My goddess is Simone Forti: the old woman who builds figures of speech, silent, dragging the soaked body of an American flag back to one day of our life, an uneventful day in the brownish water of the Rice River: July 27, 2015. The sky seems to frown, covering the scene with a handful of clouds as the day goes on. In front of the artist, beyond the two banks covered with trees, is the illusory point where the small river hands over his entire body of water to the bigger, Mississippi brother.
Even cut in two parts, the flag is heavy. Simone is a frail woman already carrying eight decades and the strongest figure at the same time: she is a vessel of freedom. For one day, the flag is her personal companion. It floats under the surface like a lover who invites her to lie down on her his its chest and close her eyes, to feel their new and welcomed union. “Myths are the soul of our actions and love.” (Paul Valéry). A soaked flag is much closer to human heaviness, to the liquid chemistry of our brain and blood. As Simone embraces the fabric, holds it underwater maybe sharing with the flag the impression they can both be deaf and blind for a moment, a million of unwritten stories, around that summer day, have vanished in the thin air. The real bodies rocked by the waves as many plankton forms, have been absorbed into the fabric. They were bodies searching for freedom.

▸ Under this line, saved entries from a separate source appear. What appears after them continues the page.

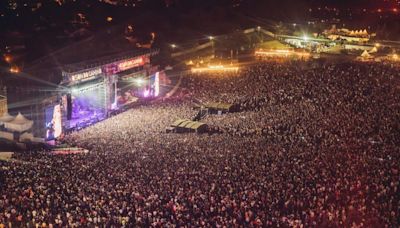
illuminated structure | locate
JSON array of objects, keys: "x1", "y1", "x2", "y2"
[
  {"x1": 4, "y1": 49, "x2": 168, "y2": 141},
  {"x1": 0, "y1": 97, "x2": 7, "y2": 118},
  {"x1": 323, "y1": 26, "x2": 376, "y2": 43},
  {"x1": 369, "y1": 53, "x2": 399, "y2": 63},
  {"x1": 59, "y1": 50, "x2": 164, "y2": 131},
  {"x1": 0, "y1": 87, "x2": 7, "y2": 117},
  {"x1": 37, "y1": 95, "x2": 64, "y2": 141},
  {"x1": 255, "y1": 49, "x2": 310, "y2": 58},
  {"x1": 357, "y1": 50, "x2": 374, "y2": 62},
  {"x1": 191, "y1": 65, "x2": 239, "y2": 73}
]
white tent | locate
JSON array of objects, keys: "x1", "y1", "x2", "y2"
[
  {"x1": 369, "y1": 46, "x2": 378, "y2": 53},
  {"x1": 20, "y1": 132, "x2": 34, "y2": 142},
  {"x1": 0, "y1": 113, "x2": 15, "y2": 125},
  {"x1": 361, "y1": 50, "x2": 372, "y2": 58},
  {"x1": 4, "y1": 112, "x2": 33, "y2": 132}
]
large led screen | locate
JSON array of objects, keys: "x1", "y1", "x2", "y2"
[{"x1": 45, "y1": 105, "x2": 62, "y2": 140}]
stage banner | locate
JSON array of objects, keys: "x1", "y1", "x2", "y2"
[
  {"x1": 103, "y1": 56, "x2": 149, "y2": 75},
  {"x1": 71, "y1": 68, "x2": 102, "y2": 82},
  {"x1": 117, "y1": 56, "x2": 146, "y2": 72}
]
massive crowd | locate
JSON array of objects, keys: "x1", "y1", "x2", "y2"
[{"x1": 0, "y1": 60, "x2": 399, "y2": 227}]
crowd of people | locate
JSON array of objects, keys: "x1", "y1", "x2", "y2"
[{"x1": 0, "y1": 60, "x2": 399, "y2": 227}]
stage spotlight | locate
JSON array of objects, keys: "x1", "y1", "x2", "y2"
[{"x1": 135, "y1": 78, "x2": 144, "y2": 86}]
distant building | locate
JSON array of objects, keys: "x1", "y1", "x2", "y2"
[
  {"x1": 0, "y1": 98, "x2": 7, "y2": 117},
  {"x1": 7, "y1": 0, "x2": 18, "y2": 10},
  {"x1": 323, "y1": 25, "x2": 376, "y2": 43},
  {"x1": 0, "y1": 88, "x2": 7, "y2": 117},
  {"x1": 344, "y1": 44, "x2": 374, "y2": 51}
]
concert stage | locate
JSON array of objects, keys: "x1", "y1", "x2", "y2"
[{"x1": 58, "y1": 50, "x2": 165, "y2": 132}]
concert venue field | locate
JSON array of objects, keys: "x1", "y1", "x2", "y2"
[
  {"x1": 1, "y1": 0, "x2": 400, "y2": 226},
  {"x1": 1, "y1": 58, "x2": 399, "y2": 226}
]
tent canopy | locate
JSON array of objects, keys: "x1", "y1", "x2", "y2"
[
  {"x1": 172, "y1": 119, "x2": 190, "y2": 127},
  {"x1": 190, "y1": 122, "x2": 206, "y2": 130},
  {"x1": 205, "y1": 102, "x2": 233, "y2": 111},
  {"x1": 0, "y1": 113, "x2": 15, "y2": 124},
  {"x1": 369, "y1": 46, "x2": 378, "y2": 53},
  {"x1": 361, "y1": 50, "x2": 372, "y2": 58},
  {"x1": 4, "y1": 112, "x2": 34, "y2": 132},
  {"x1": 171, "y1": 119, "x2": 207, "y2": 132}
]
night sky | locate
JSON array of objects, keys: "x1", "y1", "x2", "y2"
[{"x1": 0, "y1": 0, "x2": 398, "y2": 73}]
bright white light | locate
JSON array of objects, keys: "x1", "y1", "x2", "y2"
[
  {"x1": 255, "y1": 49, "x2": 310, "y2": 58},
  {"x1": 135, "y1": 78, "x2": 144, "y2": 86},
  {"x1": 208, "y1": 65, "x2": 224, "y2": 69},
  {"x1": 276, "y1": 50, "x2": 290, "y2": 53},
  {"x1": 303, "y1": 35, "x2": 309, "y2": 41},
  {"x1": 53, "y1": 105, "x2": 62, "y2": 138},
  {"x1": 143, "y1": 89, "x2": 150, "y2": 97},
  {"x1": 191, "y1": 65, "x2": 239, "y2": 73},
  {"x1": 154, "y1": 72, "x2": 160, "y2": 97},
  {"x1": 209, "y1": 36, "x2": 214, "y2": 40}
]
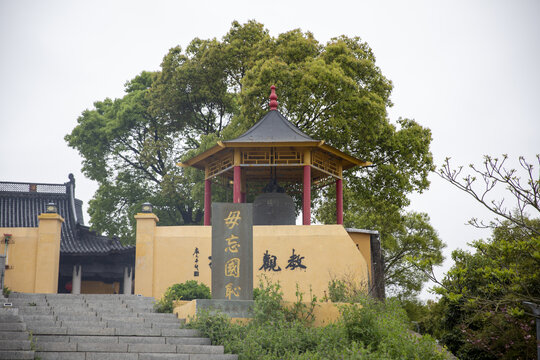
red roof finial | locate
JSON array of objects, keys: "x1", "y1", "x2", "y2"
[{"x1": 269, "y1": 85, "x2": 278, "y2": 111}]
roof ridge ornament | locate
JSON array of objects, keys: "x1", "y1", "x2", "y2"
[{"x1": 269, "y1": 85, "x2": 278, "y2": 111}]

“Rivers are roads that walk and bring us where we want to go.” (Blaise Pascal) The stars on the flag drive Simone’s eyes to the sky, the stripes drip down like blood. Simone is withdrawn, perhaps moving away from the sharpness of the news, sometimes they sound like bullets. Her body in movement is a fullness of feelings channelled into a slow motion physical language, which does almost savor the quality of each gesture. A horse appears on the bank, bringing Roland Barthes, the prince of subtleties. Both horse and chevalier stop and look at Simone. “That’s the real pleasure, the moment in which my body will follow its own ideas — for my body has ideas different from my owns.” And puff! he disappears.
Simone doesn’t see the intruders. Completely absorbed as she is into the secret effort of bringing back the symbol of freedom, the national dress of her country to human actions and love. Out of the water, she folds the fabric with care, always keeping the bundle pressed on her breast. Then, for no particular reasons, she picks up a burned stick from the floor and traces a few lines on the double, wet flag.
For memory and art now, in the caves, naked feet on the ground.